We use binary-crossentropy to assess the similarity between the pixels (recall these are between zero and one). We could also use a regression objective.

In [None]:
autoencoder.compile(optimizer='adam', loss='binary_crossentropy')

And let's train the model. Again, the idea is that x is our feature vector *and* our target!

In [None]:
autoencoder.fit(x_train, x_train,
                epochs=50,
                batch_size=256,
                shuffle=True,
                validation_data=(x_test, x_test))

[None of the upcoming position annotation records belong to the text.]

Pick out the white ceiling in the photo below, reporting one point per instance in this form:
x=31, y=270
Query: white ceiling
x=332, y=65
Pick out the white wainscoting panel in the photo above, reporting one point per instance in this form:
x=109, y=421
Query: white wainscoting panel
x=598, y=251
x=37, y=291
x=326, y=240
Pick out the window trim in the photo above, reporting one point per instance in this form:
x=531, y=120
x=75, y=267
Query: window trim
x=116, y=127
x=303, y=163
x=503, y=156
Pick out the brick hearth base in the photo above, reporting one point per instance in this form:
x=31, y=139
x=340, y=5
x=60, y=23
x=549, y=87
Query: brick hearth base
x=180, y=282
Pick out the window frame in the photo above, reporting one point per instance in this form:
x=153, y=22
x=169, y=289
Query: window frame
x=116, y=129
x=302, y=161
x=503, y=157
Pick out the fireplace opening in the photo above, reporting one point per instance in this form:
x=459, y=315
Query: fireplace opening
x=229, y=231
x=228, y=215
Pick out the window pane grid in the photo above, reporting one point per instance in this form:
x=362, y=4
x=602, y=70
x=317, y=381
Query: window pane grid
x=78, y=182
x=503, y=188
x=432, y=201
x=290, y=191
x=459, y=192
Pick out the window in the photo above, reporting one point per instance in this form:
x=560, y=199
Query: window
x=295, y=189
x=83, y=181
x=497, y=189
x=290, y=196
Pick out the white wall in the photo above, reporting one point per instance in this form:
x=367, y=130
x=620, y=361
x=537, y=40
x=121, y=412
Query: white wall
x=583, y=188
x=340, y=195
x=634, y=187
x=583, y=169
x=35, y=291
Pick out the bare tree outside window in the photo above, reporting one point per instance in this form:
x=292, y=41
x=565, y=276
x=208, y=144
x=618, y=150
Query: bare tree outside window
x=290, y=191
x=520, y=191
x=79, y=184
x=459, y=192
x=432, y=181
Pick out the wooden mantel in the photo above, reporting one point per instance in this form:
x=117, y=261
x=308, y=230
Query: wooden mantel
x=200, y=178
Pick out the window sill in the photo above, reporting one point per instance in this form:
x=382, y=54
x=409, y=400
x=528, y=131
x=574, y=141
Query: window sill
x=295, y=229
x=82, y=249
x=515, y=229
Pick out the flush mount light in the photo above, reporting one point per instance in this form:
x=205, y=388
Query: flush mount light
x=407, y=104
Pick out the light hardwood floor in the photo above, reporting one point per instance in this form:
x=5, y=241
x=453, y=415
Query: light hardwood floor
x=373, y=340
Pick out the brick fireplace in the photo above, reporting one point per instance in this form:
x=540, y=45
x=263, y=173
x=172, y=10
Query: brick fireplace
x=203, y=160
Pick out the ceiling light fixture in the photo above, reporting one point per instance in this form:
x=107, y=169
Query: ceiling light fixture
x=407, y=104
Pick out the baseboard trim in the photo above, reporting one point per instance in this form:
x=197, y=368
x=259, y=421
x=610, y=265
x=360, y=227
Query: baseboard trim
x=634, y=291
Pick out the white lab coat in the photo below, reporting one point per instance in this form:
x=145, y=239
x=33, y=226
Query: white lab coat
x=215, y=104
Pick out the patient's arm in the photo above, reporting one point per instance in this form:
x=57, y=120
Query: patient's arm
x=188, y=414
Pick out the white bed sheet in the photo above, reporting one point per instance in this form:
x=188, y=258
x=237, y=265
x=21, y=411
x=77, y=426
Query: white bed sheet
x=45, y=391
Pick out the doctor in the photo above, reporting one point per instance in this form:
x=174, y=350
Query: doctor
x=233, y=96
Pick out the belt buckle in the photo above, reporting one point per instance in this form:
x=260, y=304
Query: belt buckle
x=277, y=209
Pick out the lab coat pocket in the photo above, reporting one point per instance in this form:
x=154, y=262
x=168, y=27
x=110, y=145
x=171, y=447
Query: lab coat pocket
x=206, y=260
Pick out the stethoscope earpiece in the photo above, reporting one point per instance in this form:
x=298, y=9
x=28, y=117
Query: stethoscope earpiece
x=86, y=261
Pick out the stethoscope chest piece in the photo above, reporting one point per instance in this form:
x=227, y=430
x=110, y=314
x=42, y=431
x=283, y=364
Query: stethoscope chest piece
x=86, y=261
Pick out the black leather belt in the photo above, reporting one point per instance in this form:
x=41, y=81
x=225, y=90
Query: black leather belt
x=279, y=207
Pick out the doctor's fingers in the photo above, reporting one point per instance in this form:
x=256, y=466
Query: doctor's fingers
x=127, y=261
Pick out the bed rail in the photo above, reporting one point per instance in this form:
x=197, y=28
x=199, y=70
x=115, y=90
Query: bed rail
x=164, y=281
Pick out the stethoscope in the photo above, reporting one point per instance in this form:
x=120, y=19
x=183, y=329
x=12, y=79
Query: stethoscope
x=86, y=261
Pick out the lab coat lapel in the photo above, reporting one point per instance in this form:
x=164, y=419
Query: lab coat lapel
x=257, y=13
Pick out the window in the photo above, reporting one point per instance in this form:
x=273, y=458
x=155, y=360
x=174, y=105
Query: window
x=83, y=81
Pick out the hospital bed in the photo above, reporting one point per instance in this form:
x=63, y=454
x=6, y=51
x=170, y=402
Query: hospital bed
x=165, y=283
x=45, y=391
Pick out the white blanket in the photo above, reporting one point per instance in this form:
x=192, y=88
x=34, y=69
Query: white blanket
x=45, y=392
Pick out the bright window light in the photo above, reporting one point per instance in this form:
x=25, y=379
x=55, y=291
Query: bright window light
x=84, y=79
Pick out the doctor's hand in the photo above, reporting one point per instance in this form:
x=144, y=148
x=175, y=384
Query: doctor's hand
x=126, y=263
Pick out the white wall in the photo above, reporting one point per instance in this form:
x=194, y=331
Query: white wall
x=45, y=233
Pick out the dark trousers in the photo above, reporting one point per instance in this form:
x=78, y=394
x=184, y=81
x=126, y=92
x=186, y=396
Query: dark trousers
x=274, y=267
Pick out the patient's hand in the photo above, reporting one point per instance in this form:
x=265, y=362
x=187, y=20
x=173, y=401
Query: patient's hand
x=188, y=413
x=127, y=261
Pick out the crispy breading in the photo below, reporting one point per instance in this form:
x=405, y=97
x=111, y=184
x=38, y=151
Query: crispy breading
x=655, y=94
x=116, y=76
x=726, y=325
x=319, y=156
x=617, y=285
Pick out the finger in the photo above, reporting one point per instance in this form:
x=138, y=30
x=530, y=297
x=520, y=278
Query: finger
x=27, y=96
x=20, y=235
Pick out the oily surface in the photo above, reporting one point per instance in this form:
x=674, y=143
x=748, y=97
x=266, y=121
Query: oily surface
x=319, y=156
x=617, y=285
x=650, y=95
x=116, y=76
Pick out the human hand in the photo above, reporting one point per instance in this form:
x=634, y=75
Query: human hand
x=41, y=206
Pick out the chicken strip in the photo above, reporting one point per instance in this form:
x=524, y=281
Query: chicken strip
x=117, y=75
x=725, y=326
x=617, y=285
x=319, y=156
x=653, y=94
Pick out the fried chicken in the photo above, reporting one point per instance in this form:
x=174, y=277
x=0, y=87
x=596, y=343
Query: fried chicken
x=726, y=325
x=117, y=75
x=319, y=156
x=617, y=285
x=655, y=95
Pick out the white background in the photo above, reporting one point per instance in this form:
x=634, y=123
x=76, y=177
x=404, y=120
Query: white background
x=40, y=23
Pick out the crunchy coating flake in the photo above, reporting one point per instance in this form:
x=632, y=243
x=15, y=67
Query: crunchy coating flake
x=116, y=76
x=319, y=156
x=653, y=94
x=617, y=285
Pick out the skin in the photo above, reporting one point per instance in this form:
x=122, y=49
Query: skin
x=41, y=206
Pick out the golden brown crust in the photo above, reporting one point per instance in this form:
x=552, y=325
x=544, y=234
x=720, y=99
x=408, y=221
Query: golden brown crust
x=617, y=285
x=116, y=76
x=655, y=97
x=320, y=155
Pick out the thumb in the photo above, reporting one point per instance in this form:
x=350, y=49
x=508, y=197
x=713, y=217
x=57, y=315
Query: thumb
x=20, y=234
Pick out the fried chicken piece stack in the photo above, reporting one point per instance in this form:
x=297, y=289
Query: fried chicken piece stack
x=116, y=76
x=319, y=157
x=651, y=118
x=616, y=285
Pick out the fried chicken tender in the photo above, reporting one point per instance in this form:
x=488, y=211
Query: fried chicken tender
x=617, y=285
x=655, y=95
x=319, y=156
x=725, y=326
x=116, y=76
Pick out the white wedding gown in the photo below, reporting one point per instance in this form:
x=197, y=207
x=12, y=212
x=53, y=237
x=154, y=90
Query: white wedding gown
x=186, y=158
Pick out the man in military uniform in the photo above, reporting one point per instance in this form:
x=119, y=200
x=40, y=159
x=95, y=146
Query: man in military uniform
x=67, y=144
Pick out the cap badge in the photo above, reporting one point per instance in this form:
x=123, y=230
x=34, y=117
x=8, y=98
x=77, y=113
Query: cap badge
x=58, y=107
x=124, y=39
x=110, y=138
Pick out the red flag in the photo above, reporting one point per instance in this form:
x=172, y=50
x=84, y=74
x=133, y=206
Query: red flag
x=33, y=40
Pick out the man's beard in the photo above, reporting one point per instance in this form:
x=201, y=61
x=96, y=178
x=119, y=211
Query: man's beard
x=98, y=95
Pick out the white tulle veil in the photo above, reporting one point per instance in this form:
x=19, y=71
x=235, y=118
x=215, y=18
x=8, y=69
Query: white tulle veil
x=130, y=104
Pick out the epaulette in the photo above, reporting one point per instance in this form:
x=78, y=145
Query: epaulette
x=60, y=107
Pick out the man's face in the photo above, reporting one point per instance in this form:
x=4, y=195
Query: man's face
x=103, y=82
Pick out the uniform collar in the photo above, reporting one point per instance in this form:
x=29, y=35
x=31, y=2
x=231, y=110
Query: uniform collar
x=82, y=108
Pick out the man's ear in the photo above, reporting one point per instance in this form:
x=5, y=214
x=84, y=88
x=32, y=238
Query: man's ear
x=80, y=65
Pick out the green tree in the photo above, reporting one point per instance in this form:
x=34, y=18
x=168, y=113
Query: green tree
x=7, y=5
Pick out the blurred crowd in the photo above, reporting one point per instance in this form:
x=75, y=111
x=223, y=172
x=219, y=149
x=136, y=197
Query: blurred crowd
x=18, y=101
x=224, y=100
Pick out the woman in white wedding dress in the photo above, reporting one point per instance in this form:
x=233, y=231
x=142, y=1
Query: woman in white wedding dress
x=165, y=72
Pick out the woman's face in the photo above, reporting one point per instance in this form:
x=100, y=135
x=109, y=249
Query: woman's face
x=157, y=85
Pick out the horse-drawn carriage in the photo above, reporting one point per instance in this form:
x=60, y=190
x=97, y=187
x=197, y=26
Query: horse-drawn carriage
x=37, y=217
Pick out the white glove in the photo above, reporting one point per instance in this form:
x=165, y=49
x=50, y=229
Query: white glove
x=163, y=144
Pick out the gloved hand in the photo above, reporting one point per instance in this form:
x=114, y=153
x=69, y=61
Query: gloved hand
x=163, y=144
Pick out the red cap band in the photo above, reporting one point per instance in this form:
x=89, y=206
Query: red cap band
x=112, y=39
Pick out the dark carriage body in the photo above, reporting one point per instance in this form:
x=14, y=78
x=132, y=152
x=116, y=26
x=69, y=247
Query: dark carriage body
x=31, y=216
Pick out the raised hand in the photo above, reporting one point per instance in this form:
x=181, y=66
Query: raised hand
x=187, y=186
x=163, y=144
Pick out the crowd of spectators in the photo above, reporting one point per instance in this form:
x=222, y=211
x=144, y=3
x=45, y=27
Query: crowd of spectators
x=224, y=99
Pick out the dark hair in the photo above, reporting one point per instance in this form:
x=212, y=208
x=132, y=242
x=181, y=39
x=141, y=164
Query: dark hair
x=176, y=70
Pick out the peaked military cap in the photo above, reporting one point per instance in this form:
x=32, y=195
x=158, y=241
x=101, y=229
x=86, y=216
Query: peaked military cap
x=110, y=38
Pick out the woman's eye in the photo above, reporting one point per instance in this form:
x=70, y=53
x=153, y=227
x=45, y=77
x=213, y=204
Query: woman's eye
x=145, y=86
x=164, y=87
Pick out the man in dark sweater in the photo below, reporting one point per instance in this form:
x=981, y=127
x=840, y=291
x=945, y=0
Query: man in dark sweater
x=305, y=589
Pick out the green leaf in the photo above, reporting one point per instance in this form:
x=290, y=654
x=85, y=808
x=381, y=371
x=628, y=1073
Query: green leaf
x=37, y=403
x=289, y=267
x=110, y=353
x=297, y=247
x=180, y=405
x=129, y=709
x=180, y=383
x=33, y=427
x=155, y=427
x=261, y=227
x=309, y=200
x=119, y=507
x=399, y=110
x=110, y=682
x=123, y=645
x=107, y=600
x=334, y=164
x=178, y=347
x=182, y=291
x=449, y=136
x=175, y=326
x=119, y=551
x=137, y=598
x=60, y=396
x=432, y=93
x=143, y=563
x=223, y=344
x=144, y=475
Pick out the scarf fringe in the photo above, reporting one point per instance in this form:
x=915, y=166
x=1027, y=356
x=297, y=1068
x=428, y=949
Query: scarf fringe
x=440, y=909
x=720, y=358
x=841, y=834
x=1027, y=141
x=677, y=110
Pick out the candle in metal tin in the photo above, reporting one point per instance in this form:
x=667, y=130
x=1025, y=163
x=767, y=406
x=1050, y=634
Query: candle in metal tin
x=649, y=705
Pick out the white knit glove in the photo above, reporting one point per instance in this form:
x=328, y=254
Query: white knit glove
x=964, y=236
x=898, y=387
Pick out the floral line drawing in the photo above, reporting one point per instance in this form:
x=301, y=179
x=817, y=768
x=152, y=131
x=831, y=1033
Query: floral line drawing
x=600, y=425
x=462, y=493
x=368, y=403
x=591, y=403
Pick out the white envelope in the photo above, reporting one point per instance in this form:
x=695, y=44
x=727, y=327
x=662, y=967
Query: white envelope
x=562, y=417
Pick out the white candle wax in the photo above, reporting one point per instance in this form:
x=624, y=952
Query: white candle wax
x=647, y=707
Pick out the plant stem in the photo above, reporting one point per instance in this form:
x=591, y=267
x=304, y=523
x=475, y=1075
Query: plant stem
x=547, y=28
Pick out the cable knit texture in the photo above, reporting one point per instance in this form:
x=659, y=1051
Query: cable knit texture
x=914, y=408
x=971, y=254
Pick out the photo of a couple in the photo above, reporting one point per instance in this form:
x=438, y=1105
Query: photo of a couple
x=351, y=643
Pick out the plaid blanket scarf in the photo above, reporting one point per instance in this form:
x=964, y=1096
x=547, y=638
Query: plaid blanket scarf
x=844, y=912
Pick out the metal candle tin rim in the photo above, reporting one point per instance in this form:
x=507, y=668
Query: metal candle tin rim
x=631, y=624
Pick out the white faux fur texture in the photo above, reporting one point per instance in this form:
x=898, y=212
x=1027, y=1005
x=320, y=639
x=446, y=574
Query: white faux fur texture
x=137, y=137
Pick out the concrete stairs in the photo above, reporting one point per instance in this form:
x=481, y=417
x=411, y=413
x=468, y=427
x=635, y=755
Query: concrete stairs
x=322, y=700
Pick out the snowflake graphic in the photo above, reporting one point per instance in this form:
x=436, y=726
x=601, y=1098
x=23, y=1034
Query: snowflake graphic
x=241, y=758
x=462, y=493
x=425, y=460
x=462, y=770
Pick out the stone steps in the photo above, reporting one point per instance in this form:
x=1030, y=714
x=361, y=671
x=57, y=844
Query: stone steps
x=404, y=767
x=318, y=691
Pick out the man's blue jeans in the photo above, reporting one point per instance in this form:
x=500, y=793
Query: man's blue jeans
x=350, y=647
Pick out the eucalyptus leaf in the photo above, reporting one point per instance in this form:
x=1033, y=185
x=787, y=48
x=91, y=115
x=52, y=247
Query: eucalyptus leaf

### Evaluating our Autoencoder

Let's evaluate our autoencoder based on the test set.

In [None]:
encoded_imgs = encoder.predict(x_test)
decoded_imgs = decoder.predict(encoded_imgs)

Let's do a visual inspection of a few images:

In [None]:
n = 10
plt.figure(figsize=(20, 4))
for i in range(n):
    # Display original
    ax = plt.subplot(2, n, i + 1)
    plt.imshow(x_test[i].reshape(28, 28))
    plt.gray()
    ax.get_xaxis().set_visible(False)
    ax.get_yaxis().set_visible(False)

    # Display reconstruction
    ax = plt.subplot(2, n, i + 1 + n)
    plt.imshow(decoded_imgs[i].reshape(28, 28))
    plt.gray()
    ax.get_xaxis().set_visible(False)
    ax.get_yaxis().set_visible(False)
plt.show()

So, we note that by compressing, we definitely lose some detail. But the autoencoder does capture the basic shape!

One interesting application is that we can evaluate similaries by considering the distance in compressed space. Let's check how similar the two pants are (third and fourth image):

In [None]:
first_image_encoded = encoded_imgs[2]
second_image_encoded = encoded_imgs[3]

distance = np.linalg.norm(first_image_encoded - second_image_encoded)

print(f"The Euclidean distance between the images is: {distance}")

Let's compare this to the difference between the shoe and the sweater in the first two images:

In [None]:
first_image_encoded = encoded_imgs[0]
second_image_encoded = encoded_imgs[1]

distance = np.linalg.norm(first_image_encoded - second_image_encoded)

print(f"The Euclidean distance between the images is: {distance}")

Much larger.

How about the sweater and the jacket:

In [None]:
first_image_encoded = encoded_imgs[1]
second_image_encoded = encoded_imgs[4]

distance = np.linalg.norm(first_image_encoded - second_image_encoded)

print(f"The Euclidean distance between the images is: {distance}")

In the middle. You get the idea: The vector gives a numerical representation of the images in 32 dimensional space. And more similar images are closer than more different images!